From this benchmark I see some runs with EE model has inflated FDR with no missing data. Here are some digging into it.
%cd ~/GIT/mvarbvs/dsc_mnm
Here I load previous benchmark results and identify some scenarios where there is a problem,
out = readRDS('../data/finemap_output.20191116.rds')
res = out[,-1]
colnames(res) = c('n_traits', 'resid_method', 'missing', 'EZ_model', 'L', 'total', 'valid', 'size', 'purity', 'top_hit', 'total_true', 'total_true_included', 'overlap_var', 'overlap_cs', 'false_positive_cross_cond', 'false_negative_cross_cond', 'true_positive_cross_cond', 'elbo_converged', 'filename')
bad = res[which(res$total-res$valid>0),]
bad = bad[which(bad$missing==FALSE & bad$EZ_model==0 & bad$n_traits==45 & bad$L<10),]
nrow(bad)
There are quite a few of them with 45 traits.
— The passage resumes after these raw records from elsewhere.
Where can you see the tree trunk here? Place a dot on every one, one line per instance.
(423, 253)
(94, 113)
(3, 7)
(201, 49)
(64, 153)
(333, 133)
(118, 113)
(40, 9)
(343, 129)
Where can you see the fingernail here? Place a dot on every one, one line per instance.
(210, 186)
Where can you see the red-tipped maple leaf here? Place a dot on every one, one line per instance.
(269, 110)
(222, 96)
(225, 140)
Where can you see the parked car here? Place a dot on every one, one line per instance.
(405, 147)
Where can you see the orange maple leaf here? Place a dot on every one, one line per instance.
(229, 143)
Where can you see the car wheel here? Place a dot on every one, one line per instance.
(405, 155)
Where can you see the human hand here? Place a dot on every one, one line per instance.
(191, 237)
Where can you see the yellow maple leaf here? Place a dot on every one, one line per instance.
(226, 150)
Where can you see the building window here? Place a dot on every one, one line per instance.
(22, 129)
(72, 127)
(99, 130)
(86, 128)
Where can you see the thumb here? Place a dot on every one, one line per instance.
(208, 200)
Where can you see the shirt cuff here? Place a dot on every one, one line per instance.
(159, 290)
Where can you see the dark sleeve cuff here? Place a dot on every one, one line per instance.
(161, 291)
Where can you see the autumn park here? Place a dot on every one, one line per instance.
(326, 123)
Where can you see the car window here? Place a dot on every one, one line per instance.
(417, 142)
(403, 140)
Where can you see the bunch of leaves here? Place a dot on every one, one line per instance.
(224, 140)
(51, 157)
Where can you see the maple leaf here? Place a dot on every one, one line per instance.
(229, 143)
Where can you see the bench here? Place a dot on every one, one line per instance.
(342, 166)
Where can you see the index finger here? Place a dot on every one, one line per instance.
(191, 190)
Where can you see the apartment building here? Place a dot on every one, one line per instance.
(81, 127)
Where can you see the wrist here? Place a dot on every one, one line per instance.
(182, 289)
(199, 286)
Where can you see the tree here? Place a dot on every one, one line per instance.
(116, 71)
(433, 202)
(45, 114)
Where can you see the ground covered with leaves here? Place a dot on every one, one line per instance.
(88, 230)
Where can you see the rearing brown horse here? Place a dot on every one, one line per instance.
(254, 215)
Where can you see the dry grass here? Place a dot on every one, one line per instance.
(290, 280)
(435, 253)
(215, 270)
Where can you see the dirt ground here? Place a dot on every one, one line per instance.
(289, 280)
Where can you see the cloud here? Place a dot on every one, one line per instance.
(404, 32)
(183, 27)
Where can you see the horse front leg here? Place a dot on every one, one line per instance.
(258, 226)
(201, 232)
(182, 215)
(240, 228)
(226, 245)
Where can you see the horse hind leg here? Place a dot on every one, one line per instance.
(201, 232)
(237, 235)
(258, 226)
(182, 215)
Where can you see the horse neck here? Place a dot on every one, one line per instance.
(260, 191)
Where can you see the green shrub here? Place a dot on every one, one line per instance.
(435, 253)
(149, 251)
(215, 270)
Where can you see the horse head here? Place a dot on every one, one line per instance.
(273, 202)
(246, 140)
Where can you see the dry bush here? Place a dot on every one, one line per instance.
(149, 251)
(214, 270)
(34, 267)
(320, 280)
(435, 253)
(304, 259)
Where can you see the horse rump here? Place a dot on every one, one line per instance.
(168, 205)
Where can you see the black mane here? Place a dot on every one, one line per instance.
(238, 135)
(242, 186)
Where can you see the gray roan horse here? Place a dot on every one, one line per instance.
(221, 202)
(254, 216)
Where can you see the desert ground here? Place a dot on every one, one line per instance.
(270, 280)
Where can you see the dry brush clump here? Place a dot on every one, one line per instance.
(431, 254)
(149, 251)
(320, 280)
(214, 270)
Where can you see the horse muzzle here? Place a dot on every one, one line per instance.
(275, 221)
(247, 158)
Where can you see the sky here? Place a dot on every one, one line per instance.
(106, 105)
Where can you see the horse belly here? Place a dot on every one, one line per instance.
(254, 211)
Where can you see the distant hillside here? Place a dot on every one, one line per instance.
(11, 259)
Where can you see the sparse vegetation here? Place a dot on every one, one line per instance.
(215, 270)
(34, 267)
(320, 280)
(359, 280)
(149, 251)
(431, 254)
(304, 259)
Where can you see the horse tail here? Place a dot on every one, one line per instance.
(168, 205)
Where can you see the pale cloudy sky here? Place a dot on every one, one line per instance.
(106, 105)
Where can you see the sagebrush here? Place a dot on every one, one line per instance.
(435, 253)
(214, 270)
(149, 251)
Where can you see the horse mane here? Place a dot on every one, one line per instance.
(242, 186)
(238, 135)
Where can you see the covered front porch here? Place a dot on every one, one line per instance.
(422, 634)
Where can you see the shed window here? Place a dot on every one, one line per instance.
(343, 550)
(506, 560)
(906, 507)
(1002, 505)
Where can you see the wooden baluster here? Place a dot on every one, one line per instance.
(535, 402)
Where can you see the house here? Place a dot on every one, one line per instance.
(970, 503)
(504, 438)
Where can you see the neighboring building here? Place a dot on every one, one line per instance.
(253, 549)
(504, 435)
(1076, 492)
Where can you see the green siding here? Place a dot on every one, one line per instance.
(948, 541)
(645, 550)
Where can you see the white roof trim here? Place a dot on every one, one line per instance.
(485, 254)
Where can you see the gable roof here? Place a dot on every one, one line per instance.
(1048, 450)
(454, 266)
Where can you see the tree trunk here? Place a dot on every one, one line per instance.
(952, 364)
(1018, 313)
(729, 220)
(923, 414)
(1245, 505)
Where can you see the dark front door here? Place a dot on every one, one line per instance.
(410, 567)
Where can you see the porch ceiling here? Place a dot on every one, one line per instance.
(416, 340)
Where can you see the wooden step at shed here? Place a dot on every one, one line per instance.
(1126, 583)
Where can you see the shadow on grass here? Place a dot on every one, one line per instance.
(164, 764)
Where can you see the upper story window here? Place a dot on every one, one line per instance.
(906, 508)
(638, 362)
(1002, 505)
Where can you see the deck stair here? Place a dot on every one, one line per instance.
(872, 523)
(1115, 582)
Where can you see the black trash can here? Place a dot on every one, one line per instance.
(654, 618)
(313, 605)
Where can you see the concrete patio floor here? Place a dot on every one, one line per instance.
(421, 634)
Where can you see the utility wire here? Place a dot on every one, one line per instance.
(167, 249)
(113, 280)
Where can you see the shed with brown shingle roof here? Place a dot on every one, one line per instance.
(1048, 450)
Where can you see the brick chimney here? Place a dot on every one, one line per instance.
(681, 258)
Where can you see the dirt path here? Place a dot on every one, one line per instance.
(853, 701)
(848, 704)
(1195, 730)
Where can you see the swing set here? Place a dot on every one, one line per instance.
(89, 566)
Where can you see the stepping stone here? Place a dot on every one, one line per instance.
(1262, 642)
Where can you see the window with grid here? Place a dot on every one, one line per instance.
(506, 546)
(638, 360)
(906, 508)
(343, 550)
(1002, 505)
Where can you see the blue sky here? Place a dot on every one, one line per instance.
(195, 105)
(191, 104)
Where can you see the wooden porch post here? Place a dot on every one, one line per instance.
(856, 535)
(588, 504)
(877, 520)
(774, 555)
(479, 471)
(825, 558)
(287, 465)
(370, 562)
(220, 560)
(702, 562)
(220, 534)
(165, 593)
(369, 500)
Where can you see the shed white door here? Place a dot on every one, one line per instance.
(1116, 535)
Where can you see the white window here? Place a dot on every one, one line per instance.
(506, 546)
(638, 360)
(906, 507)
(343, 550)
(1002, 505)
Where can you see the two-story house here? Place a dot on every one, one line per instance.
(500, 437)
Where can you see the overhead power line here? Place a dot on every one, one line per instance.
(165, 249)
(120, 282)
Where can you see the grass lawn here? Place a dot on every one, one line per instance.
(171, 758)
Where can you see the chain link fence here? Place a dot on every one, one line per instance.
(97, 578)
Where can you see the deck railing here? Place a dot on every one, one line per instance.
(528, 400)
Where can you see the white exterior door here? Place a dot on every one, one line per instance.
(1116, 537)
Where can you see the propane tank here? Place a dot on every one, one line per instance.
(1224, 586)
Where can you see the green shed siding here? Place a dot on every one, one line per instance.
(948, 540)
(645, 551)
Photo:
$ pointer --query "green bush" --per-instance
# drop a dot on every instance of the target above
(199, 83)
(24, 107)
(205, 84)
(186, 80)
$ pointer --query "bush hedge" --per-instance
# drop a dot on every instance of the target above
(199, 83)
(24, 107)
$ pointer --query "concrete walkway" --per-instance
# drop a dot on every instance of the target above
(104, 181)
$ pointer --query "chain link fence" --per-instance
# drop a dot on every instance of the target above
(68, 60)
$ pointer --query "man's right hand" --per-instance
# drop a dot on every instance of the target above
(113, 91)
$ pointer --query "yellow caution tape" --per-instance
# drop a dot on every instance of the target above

But none seen for $R=5$ or $R=10$. Changing EZ_model == 1
there is only one such instance as opposed to 412 here.
head(bad)
Load the 3rd line of dataset identified -- that is, two CS identified but only one of them is valid:
ex = readRDS('mnm_20191116/mnm_high_het/full_data_8_high_het_2_oracle_generator_1_mnm_high_het_9.rds')
DSC_19D98699 <- dscrutils::load_inputs(c('mnm_20191116/oracle_generator/oracle_generator_1.pkl','mnm_20191116/full_data/full_data_8.rds','mnm_20191116/high_het/full_data_8_high_het_2.pkl'), dscrutils::read_dsc)
meta <- DSC_19D98699$meta
The original result from DSC is presented in a plot of PIP and CS, where true signal is in red:
true_pos = as.integer(apply(meta$true_coef, 1, sum) != 0)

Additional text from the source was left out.